V-JEPA2

Overview

V-JEPA2 is a state-of-the-art video encoder based on Vision Transformers (ViT-Giant) with strategic layer freezing for efficient fine-tuning. The implementation includes discriminative learning rates, optimized MOS prediction, and BGE-Large text encoding.

VJEPAModel

The main V-JEPA2 model class with strategic layer freezing and discriminative learning.

Constructor

VJEPAModel(
    vjepa_model_id: str = "facebook/vjepa2-vitg-fpc64-384-ssv2",
    text_model_id: str = "BAAI/bge-large-en-v1.5",
    freeze_ratio: float = 0.85,
    device: str = 'cuda'
)

vjepa_model_id

str

default:"facebook/vjepa2-vitg-fpc64-384-ssv2"

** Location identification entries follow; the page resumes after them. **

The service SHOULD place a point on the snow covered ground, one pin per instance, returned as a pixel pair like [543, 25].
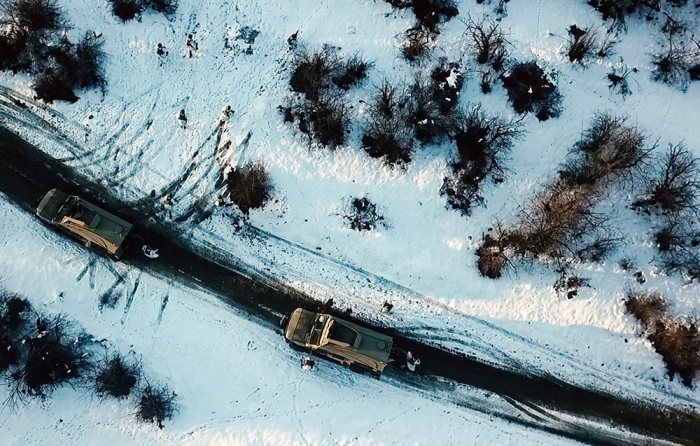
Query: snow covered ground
[130, 139]
[238, 383]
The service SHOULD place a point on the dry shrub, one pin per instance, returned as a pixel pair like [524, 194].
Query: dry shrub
[52, 353]
[678, 342]
[610, 149]
[418, 41]
[531, 90]
[483, 144]
[582, 44]
[156, 404]
[433, 100]
[116, 376]
[672, 182]
[249, 186]
[314, 71]
[617, 11]
[647, 308]
[362, 214]
[387, 131]
[488, 42]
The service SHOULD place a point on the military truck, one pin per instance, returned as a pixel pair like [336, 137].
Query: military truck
[361, 349]
[88, 223]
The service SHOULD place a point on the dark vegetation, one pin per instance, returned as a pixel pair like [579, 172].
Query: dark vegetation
[362, 215]
[156, 404]
[670, 195]
[387, 131]
[490, 47]
[40, 353]
[483, 145]
[617, 11]
[672, 183]
[676, 340]
[51, 352]
[618, 79]
[429, 13]
[321, 79]
[418, 41]
[34, 41]
[531, 90]
[249, 186]
[129, 9]
[582, 44]
[433, 102]
[560, 223]
[116, 376]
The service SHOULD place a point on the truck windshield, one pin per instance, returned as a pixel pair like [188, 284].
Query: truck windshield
[314, 336]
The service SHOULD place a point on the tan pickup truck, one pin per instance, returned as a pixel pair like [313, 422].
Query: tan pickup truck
[362, 349]
[90, 224]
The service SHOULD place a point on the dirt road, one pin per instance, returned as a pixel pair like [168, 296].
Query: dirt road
[26, 173]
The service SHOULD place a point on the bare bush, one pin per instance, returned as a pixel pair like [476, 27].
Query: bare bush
[156, 404]
[432, 102]
[418, 41]
[569, 283]
[617, 11]
[647, 308]
[676, 340]
[362, 214]
[128, 9]
[249, 186]
[429, 13]
[483, 143]
[610, 149]
[325, 120]
[618, 79]
[52, 354]
[678, 242]
[488, 42]
[672, 183]
[14, 314]
[353, 71]
[678, 343]
[314, 71]
[673, 66]
[530, 90]
[34, 21]
[582, 44]
[116, 376]
[387, 132]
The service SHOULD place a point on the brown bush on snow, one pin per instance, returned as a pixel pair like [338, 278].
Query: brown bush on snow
[582, 43]
[647, 308]
[387, 130]
[249, 186]
[531, 90]
[672, 182]
[483, 144]
[610, 149]
[676, 340]
[488, 43]
[156, 404]
[417, 43]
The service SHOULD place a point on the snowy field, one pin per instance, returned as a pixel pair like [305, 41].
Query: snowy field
[424, 262]
[238, 383]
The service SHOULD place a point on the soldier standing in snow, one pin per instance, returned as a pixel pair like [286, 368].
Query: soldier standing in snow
[182, 119]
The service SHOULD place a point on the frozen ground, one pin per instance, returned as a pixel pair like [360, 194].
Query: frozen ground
[130, 139]
[239, 384]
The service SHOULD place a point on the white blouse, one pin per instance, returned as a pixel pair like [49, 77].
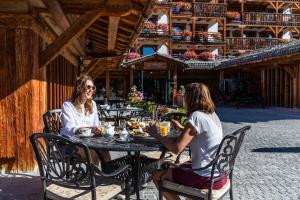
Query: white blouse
[72, 119]
[206, 142]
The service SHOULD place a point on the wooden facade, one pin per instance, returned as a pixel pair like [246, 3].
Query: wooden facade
[40, 41]
[281, 86]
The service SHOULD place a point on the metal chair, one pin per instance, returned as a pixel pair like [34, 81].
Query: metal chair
[223, 164]
[52, 121]
[67, 172]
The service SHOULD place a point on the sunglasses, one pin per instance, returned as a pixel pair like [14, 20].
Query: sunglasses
[91, 87]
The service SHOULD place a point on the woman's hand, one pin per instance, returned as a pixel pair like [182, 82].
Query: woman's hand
[96, 131]
[176, 124]
[152, 129]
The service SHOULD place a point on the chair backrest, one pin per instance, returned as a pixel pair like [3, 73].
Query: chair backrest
[61, 163]
[52, 121]
[227, 153]
[181, 117]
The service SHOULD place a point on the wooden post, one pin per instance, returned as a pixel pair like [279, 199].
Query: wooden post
[107, 84]
[286, 89]
[221, 77]
[276, 85]
[174, 84]
[295, 89]
[142, 80]
[263, 85]
[131, 76]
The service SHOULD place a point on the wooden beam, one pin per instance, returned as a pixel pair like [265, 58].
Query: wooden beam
[68, 36]
[107, 84]
[49, 37]
[62, 21]
[90, 67]
[112, 32]
[291, 71]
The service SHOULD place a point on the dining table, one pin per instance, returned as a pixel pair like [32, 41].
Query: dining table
[120, 110]
[134, 148]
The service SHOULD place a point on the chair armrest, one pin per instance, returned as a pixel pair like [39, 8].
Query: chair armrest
[190, 169]
[112, 174]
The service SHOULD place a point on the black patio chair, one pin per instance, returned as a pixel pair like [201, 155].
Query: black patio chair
[223, 164]
[52, 121]
[67, 172]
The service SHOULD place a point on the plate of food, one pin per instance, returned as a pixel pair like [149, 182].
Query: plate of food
[85, 135]
[129, 139]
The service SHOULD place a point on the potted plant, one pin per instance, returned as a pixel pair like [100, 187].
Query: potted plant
[163, 28]
[187, 6]
[202, 36]
[150, 26]
[177, 7]
[176, 35]
[232, 15]
[217, 36]
[134, 95]
[179, 96]
[206, 55]
[190, 54]
[187, 35]
[133, 55]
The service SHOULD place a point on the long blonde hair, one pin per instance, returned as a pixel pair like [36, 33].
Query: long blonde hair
[197, 98]
[78, 92]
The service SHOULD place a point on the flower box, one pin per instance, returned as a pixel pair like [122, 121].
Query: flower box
[133, 55]
[190, 54]
[233, 15]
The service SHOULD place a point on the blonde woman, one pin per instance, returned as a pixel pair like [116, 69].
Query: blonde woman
[81, 111]
[203, 132]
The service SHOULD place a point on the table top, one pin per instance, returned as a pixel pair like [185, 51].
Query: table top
[111, 144]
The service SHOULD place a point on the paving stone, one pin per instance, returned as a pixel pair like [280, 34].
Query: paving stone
[267, 166]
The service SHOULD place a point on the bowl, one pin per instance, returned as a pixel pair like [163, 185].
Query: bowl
[85, 131]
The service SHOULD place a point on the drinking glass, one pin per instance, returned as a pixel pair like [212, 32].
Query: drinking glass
[164, 128]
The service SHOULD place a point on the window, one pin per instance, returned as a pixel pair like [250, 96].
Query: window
[147, 50]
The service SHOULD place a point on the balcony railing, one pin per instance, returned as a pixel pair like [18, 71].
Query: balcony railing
[208, 37]
[154, 33]
[210, 9]
[200, 37]
[163, 2]
[252, 43]
[271, 19]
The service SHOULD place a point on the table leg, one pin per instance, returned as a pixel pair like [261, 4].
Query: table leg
[138, 174]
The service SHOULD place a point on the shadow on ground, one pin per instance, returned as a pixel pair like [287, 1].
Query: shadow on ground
[277, 150]
[20, 186]
[254, 115]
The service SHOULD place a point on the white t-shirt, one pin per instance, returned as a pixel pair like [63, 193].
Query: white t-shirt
[206, 141]
[72, 119]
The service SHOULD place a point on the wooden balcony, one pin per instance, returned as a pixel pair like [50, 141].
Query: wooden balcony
[210, 9]
[154, 33]
[163, 2]
[253, 18]
[252, 43]
[207, 38]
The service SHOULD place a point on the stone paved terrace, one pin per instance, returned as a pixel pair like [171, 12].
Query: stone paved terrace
[267, 167]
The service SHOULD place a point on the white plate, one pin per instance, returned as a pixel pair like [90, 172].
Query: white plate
[85, 136]
[124, 141]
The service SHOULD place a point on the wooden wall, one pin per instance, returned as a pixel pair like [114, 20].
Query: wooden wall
[27, 92]
[61, 76]
[281, 86]
[22, 97]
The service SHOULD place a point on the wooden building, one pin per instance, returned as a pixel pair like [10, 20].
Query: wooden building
[276, 69]
[41, 43]
[207, 31]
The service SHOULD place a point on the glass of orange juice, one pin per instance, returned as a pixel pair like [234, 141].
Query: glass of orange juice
[101, 127]
[164, 128]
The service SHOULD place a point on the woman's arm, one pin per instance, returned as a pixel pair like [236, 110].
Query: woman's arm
[180, 143]
[69, 128]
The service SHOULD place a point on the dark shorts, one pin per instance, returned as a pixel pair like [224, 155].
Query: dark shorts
[191, 179]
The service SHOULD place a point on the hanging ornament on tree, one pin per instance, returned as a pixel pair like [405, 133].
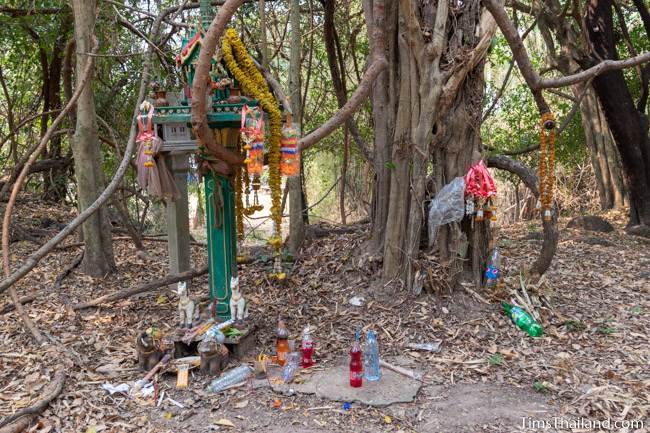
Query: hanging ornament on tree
[290, 157]
[252, 133]
[480, 191]
[546, 164]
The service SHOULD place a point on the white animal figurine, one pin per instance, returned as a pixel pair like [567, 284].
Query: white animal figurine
[238, 305]
[185, 306]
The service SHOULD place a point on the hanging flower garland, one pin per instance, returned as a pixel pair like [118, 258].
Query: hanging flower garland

HuggingFace model ID for the V-JEPA2 video encoder. Uses ViT-Giant with 64 frames per clip at 384 resolution.

text_model_id

str

default:"BAAI/bge-large-en-v1.5"

HuggingFace model ID for the text encoder. Uses BGE-Large for high-quality text embeddings.

freeze_ratio

float

default:"0.85"

Ratio of transformer layers to freeze (0.85 = freeze bottom 85%). Reduces memory usage and improves training stability.

device

str

default:"cuda"

Device to place the model on (‘cuda’ or ‘cpu’).

Methods

forward

Forward pass through the V-JEPA2 model with video and text inputs.

forward(
    pixel_values_videos: torch.Tensor,
    text_emb: torch.Tensor
) -> torch.Tensor

pixel_values_videos

torch.Tensor

required

Video tensor with shape (B, C, T, H, W) where:

B = batch size
C = channels (3 for RGB)
T = number of frames (typically 64)
H = height (384)
W = width (384)

text_emb

torch.Tensor

required

Pre-computed text embeddings with shape (B, text_dim).

return

torch.Tensor

MOS predictions with shape (B, 5) containing [Traditional, Alignment, Aesthetic, Temporal, Overall] quality scores.

encode_text

Encode text prompts using the BGE-Large text encoder.

encode_text(
    prompts: List[str]
) -> torch.Tensor

prompts

List[str]

required

List of text prompts to encode.

return

torch.Tensor

Text embeddings with shape (B, text_dim). Embeddings are normalized.

encode_video

Encode video using the V-JEPA2 ViT-Giant encoder.

encode_video(
    pixel_values_videos: torch.Tensor
) -> torch.Tensor

pixel_values_videos

torch.Tensor

required

Video tensor with shape (B, C, T, H, W).

return

torch.Tensor

Video features (CLS token) with shape (B, hidden_size).

extract_features

Extract both video and text features without MOS prediction.

extract_features(
    pixel_values_videos: torch.Tensor,
    prompts: List[str]
) -> Dict[str, torch.Tensor]

pixel_values_videos

torch.Tensor

required

Video tensor with shape (B, C, T, H, W).

prompts

List[str]

required

List of text prompts corresponding to each video.

return

Dict[str, torch.Tensor]

Dictionary containing:

video_features: Video embeddings (B, hidden_size)
text_features: Text embeddings (B, text_dim)

get_discriminative_params

Get parameter groups for discriminative learning rates.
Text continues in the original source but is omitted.